Running a successful content marketing campaign on the semantic web means being conscious of branding. The more Google and other search engines are able to recognize a company’s content as part of a unified entity, the better they’ll perform in search.

But branding isn’t just about following SEO best practices. It also helps users understand the connection between different types of media that companies publish. And with content dispersal set to maximum spread, a unified approach is necessary. That’s the thinking behind YouTube’s latest marketing feature: intro videos.

Use video to introduce yourself

Companies that run branded YouTube channels can upload three-minute intros that precede their own videos. The idea is that they’ll remind viewers what they’re watching and connect visual content with a larger campaign on other parts of the web. These intro videos can be applied retroactively to any videos on a channel, or changed at any time. That way, companies can accommodate current brand initiatives as well as future strategies. The intros won’t be listed as videos users can watch, but they will display between videos in a playlist, or before any individual video on a channel.

The intros won’t be listed as videos users can watch, but they will display between videos in a playlist, or before any individual video on a channel.

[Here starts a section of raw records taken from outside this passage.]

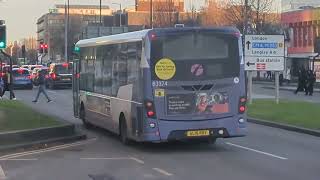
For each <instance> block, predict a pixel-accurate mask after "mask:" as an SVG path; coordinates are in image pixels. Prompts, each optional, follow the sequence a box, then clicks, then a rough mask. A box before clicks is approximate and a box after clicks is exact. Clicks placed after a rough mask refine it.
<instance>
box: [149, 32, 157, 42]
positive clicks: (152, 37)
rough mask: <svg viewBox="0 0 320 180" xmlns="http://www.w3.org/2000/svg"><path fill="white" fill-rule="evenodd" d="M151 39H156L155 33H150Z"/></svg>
mask: <svg viewBox="0 0 320 180" xmlns="http://www.w3.org/2000/svg"><path fill="white" fill-rule="evenodd" d="M150 39H151V41H154V40H157V35H156V34H155V33H151V34H150Z"/></svg>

Before video marketers start thinking about advertising applications, they should understand YouTube won’t allow them to be used as third-party advertisements or sponsorships. They’re entirely meant to give videos further identification, and (as Google is YouTube’s parent company) they’re in keeping with the idea of branding as part of web marketing in general.

Get in customers’ video queues

A three-second video shown before branded videos may seem like a small component in a large marketing strategy, but they can have an oversized effect. According to an Interactive Advertising Bureau study, spending on digital content is growing and may soon outpace television. Traditional media accounted for 58 percent of advertisers video production budgets in 2012, to digital’s 42 percent, but the gap has narrowed to 51 percent for TV and 49 percent for internet video in 2014.

Online marketers can reach customers with video, in no small part because of how engaging and shareable it is. However, to stand above the increasing video noise, brands need to mark their content so it can be identified, shared and spread around an increasingly fractious and diverse web.